Mehr Kreuzfahrten, mehr Touristen - aber geringe Auswirkungen auf die Wirtschaft

Die touristische Nachfrage auf die Kapverdischen Inseln erholt sich weiter, und dazu tragen auch die Kreuzfahrten bei. Die Zahl der Touristen, die auf Schiffen ankommen, ist im Jahr 2022 sprunghaft angestiegen. Nach Angaben des Präsidenten des Tourismusverbandes von Santiago hat dieser Anstieg jedoch nur geringe Auswirkungen auf die lokale Wirtschaft.
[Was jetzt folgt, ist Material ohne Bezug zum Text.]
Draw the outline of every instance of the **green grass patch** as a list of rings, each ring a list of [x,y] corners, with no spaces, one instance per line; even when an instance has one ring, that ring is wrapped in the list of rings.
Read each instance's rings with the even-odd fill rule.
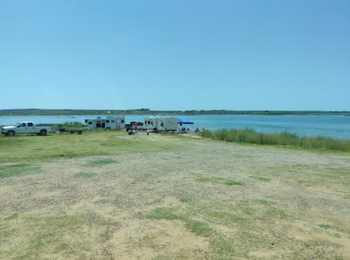
[[[252,171],[255,175],[290,178],[304,186],[350,186],[350,169],[317,167],[303,164],[269,167]],[[259,176],[257,176],[259,177]],[[265,178],[265,177],[262,177]]]
[[[126,153],[182,150],[186,138],[164,141],[148,136],[129,138],[125,131],[86,131],[82,135],[48,133],[47,136],[0,135],[0,164],[51,158],[118,155]]]
[[[0,179],[12,176],[42,174],[43,171],[38,167],[21,164],[0,166]]]
[[[189,231],[208,237],[210,248],[204,254],[210,259],[247,259],[250,251],[269,248],[271,243],[264,239],[264,234],[271,232],[275,220],[288,217],[274,204],[262,200],[243,200],[235,204],[203,203],[190,198],[180,201],[186,203],[180,207],[154,209],[147,219],[179,220]],[[234,232],[231,235],[224,235],[217,225],[225,226]],[[190,257],[187,254],[183,256]]]
[[[224,178],[217,178],[217,177],[198,178],[196,181],[201,182],[201,183],[222,183],[223,181],[224,181]]]
[[[117,164],[117,163],[118,162],[114,161],[112,160],[100,160],[97,161],[90,162],[86,166],[88,167],[96,167],[111,164]]]
[[[95,177],[97,176],[97,174],[95,173],[90,173],[90,172],[81,172],[79,174],[75,174],[74,176],[75,177],[86,177],[86,178],[91,178],[91,177]]]
[[[244,183],[243,182],[236,181],[232,181],[232,180],[227,180],[227,181],[225,181],[225,182],[224,183],[226,185],[238,185],[240,186],[244,186]]]
[[[328,229],[330,228],[331,226],[329,225],[318,225],[320,228],[325,228],[325,229]]]
[[[254,179],[257,180],[259,181],[262,181],[262,182],[264,182],[264,183],[271,181],[271,178],[264,178],[264,177],[259,177],[259,176],[249,176],[249,178],[254,178]]]
[[[0,241],[6,245],[0,246],[0,259],[79,259],[105,246],[116,226],[87,213],[13,214],[0,226]]]
[[[15,213],[15,214],[13,214],[11,216],[4,219],[4,220],[11,220],[11,219],[18,219],[19,215],[20,215],[19,213]]]
[[[180,199],[180,201],[182,202],[194,202],[194,199],[191,197],[183,197],[182,199]]]
[[[198,178],[196,178],[196,181],[203,183],[221,183],[229,186],[231,185],[237,185],[241,186],[244,186],[244,183],[241,181],[236,181],[234,180],[227,180],[224,178],[218,178],[218,177]]]

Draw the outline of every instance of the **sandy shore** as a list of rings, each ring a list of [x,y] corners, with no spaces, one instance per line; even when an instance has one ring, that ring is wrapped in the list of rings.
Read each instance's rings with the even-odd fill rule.
[[[123,138],[137,141],[137,136]],[[149,138],[167,140],[162,136]],[[88,166],[97,160],[116,163]],[[118,223],[108,227],[100,242],[94,242],[98,230],[90,230],[91,241],[84,242],[90,249],[79,247],[73,231],[65,234],[64,240],[74,252],[71,259],[210,259],[210,239],[191,232],[181,219],[147,217],[159,207],[181,211],[189,207],[181,201],[184,198],[191,198],[196,205],[269,202],[287,216],[271,216],[271,223],[252,217],[263,227],[257,235],[266,246],[253,244],[238,259],[297,259],[299,255],[350,259],[350,189],[346,181],[328,180],[333,175],[326,174],[350,169],[349,157],[193,138],[182,151],[63,158],[36,165],[41,174],[1,180],[0,219],[16,213],[25,217],[88,212],[91,219]],[[269,181],[261,181],[264,178]],[[225,185],[225,180],[244,185]],[[240,231],[241,228],[217,218],[209,221],[201,214],[191,216],[206,221],[224,237],[234,239]],[[7,225],[20,225],[20,220]],[[20,244],[3,241],[0,256],[11,256]],[[48,254],[42,252],[39,259],[67,259],[58,252]]]

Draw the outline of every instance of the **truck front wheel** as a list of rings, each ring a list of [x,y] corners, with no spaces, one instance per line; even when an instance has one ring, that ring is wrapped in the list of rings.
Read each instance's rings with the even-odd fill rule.
[[[39,133],[39,136],[46,136],[46,131],[44,129],[40,130],[40,132]]]
[[[15,132],[13,131],[9,131],[7,132],[6,136],[15,136]]]

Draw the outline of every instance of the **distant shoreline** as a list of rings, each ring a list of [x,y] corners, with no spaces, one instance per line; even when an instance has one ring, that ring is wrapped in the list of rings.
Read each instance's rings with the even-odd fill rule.
[[[350,111],[283,111],[283,110],[45,110],[8,109],[0,110],[0,116],[16,115],[307,115],[350,114]]]

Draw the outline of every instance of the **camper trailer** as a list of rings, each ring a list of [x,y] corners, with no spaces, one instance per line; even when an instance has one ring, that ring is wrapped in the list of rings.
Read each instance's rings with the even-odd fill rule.
[[[177,118],[176,117],[144,117],[143,127],[154,133],[162,131],[176,131],[177,129]]]
[[[106,118],[85,119],[85,124],[90,129],[124,129],[125,118],[123,115],[109,115]]]

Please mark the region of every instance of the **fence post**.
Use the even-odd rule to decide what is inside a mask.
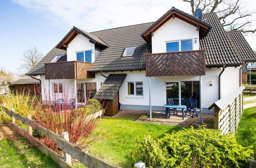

"So wie wir nicht in der Lage sind, die touristische Nachfrage in Sal und Boa Vista zu nutzen, nutzen wir auch nicht die Kreuzfahrtschiffe, die die Kapverden ansteuern", erklärt Eugénio Inocêncio gegenüber Expresso das Ilhas. "Das bedeutet, dass das Land über diese Angelegenheit nachdenken muss. Wir müssen anhalten, wir sollten allen Interessengruppen zuhören. Wir müssen innehalten und über das Warum, das Wozu dieser Situation nachdenken", fügt der Präsident des Tourismusverbandes von Santiago hinzu.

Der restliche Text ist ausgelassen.